International students speak of long commutes, difficult entrance exams back home

Staff Reports Posted 13 October 2015 at 12:00 am

GCC hosts panel of international exchange students

Provided photo – Students at the Oct. 6 panel discussion at GCC in Albion include, front row, from left: Kichan Ahn(South Korea), Gyuho Jung (South Korea), Labonte Valiendia (Haiti), Baohua Wang (China, Lee Jong Hyeon, (South Korea), Ma Xin (China), Bruce Thomas (Jamaica) Yazhou Zhang (China), and director Linda Redfield Shakoor of the World Life Institute. Orleans-Niagara BOCES Adult ESL teachers from World Life Institute Education Center, in back, are Monica Beck and Harris Lieberman.

Jim Simon, dean of the Albion campus center, presents gifts to the students.

ALBION – Genesee Community College’s Albion Campus Center on Oct. 6 hosted a panel discussion of international exchange students led by Linda Redfield Shakoor, director of the World Life Institute.

The event is part of GCC’s Global Education Committee efforts to increase college students and the community on the rich diversity of education across the globe. The eight participating students were from China, South Korea, Haiti and Mexico. Linda led the panel with questions, and then GCC students and faculty were also able to ask questions.

These students are graduate-level students from their respective countries working in the United States and striving to increase their English language skills. Their academic and work-related efforts are focused on agriculture. Each of them is working at Intergrow in Albion and attending night classes administered at the World Life Institute Education Center in Waterport, and taught English by Orleans-Niagara BOCES teachers such as Monica Beck and Harris Lieberman.

The panel topics discussed ranged from the 12-hour school days the students from China and South Korea experienced preparing for their college entrance exams (the rough equivalent of the SAT).
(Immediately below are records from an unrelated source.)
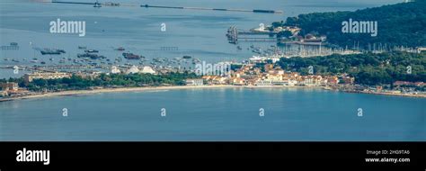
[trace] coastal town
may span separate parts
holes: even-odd
[[[348,93],[364,93],[376,94],[386,95],[400,95],[412,97],[426,97],[424,91],[417,91],[418,88],[425,86],[423,82],[407,82],[396,81],[390,86],[368,86],[357,85],[355,78],[350,76],[348,74],[341,75],[315,75],[314,72],[308,72],[307,75],[302,75],[298,72],[288,71],[282,69],[276,62],[280,58],[252,58],[249,60],[244,60],[241,63],[226,63],[231,66],[231,69],[226,70],[221,74],[207,73],[203,75],[195,75],[194,70],[179,70],[179,69],[155,69],[150,66],[132,66],[127,69],[120,69],[113,66],[107,72],[90,71],[90,72],[32,72],[25,74],[20,79],[21,83],[9,82],[4,79],[0,83],[0,95],[1,101],[8,101],[13,99],[21,99],[31,97],[34,95],[49,94],[52,93],[86,90],[112,92],[120,91],[120,89],[126,88],[155,88],[155,87],[244,87],[244,88],[256,88],[256,87],[310,87],[322,88],[330,91],[343,91]],[[212,68],[210,68],[211,71]],[[214,68],[213,68],[214,69]],[[313,68],[311,68],[313,69]],[[58,89],[45,87],[38,89],[38,91],[31,90],[28,86],[34,81],[40,80],[58,80],[58,79],[70,79],[73,76],[80,77],[82,79],[94,80],[99,79],[102,76],[132,76],[132,75],[152,75],[152,76],[167,76],[170,73],[190,73],[193,76],[186,78],[183,84],[138,84],[136,86],[127,85],[114,85],[113,83],[106,86],[86,86],[84,89]],[[75,92],[73,94],[75,94]]]

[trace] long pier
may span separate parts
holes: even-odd
[[[190,10],[210,10],[210,11],[227,11],[227,12],[251,12],[251,13],[266,13],[266,14],[283,14],[282,11],[275,10],[246,10],[246,9],[226,9],[226,8],[204,8],[204,7],[183,7],[183,6],[157,6],[157,5],[140,5],[146,8],[171,8],[171,9],[190,9]]]
[[[90,4],[94,5],[93,7],[101,7],[102,5],[105,6],[111,6],[111,4],[108,3],[81,3],[81,2],[60,2],[60,1],[52,1],[52,3],[56,4]],[[113,6],[120,6],[120,4],[114,4]],[[137,6],[132,4],[124,4],[123,6]],[[185,6],[165,6],[165,5],[150,5],[150,4],[142,4],[140,7],[145,8],[165,8],[165,9],[182,9],[182,10],[209,10],[209,11],[226,11],[226,12],[246,12],[246,13],[262,13],[262,14],[283,14],[282,11],[280,10],[263,10],[263,9],[254,9],[254,10],[248,10],[248,9],[226,9],[226,8],[206,8],[206,7],[185,7]]]

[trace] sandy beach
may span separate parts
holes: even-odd
[[[38,94],[31,94],[31,95],[20,96],[20,97],[4,98],[4,99],[0,99],[0,102],[13,101],[13,100],[20,100],[20,99],[46,98],[46,97],[53,97],[53,96],[90,94],[100,94],[100,93],[123,93],[123,92],[143,92],[143,91],[152,91],[152,90],[231,88],[231,87],[241,87],[241,88],[243,88],[243,86],[149,86],[149,87],[102,88],[102,89],[93,89],[93,90],[70,90],[70,91]]]
[[[148,87],[123,87],[123,88],[102,88],[93,90],[70,90],[62,92],[53,92],[45,94],[31,94],[26,96],[11,97],[11,98],[0,98],[0,102],[21,100],[21,99],[37,99],[37,98],[47,98],[54,96],[66,96],[66,95],[77,95],[77,94],[101,94],[101,93],[123,93],[123,92],[144,92],[144,91],[157,91],[157,90],[176,90],[176,89],[204,89],[204,88],[250,88],[250,89],[261,89],[261,88],[307,88],[307,89],[324,89],[321,86],[231,86],[231,85],[214,85],[214,86],[148,86]],[[418,97],[426,98],[426,94],[391,94],[391,93],[372,93],[372,92],[348,92],[342,91],[344,93],[359,93],[359,94],[371,94],[379,95],[393,95],[393,96],[404,96],[404,97]]]

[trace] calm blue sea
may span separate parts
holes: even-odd
[[[425,104],[297,88],[60,96],[0,103],[0,140],[424,141]]]
[[[91,2],[82,1],[80,2]],[[252,57],[226,41],[230,25],[251,29],[311,12],[354,11],[400,0],[164,0],[132,4],[282,10],[284,14],[67,5],[36,1],[0,2],[4,58],[38,58],[54,64],[75,58],[77,46],[113,59],[127,50],[147,58],[191,55],[202,60]],[[49,22],[85,21],[86,36],[51,34]],[[162,32],[161,23],[166,23]],[[257,44],[256,46],[269,46]],[[162,51],[161,47],[178,47]],[[34,50],[67,50],[50,62]],[[128,61],[123,61],[123,63]],[[22,61],[19,65],[33,65]],[[0,69],[0,78],[21,76]],[[425,99],[344,94],[310,89],[197,89],[111,93],[0,103],[0,140],[426,140]],[[63,109],[67,109],[64,117]],[[165,110],[166,116],[161,112]],[[264,117],[260,117],[260,110]],[[363,116],[359,117],[358,109]]]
In the case of the Chinese students, they shared the striking fact that approximately 9 million Chinese students take the exam and only half of them score high enough to go to college.

The students also shared how difficult it can be to obtain higher education – either because of devastating earthquakes like what occurred in Haiti a few years ago, or because of the significant distances (sometimes up to 2-hours one way) students in Mexico have to travel to go to school.

The panel discussion was taped and will be part of the featured Global Education Day events scheduled for GCC in Batavia on Thursday, Oct, 22, 12:30 to 2 p.m. in the college forum.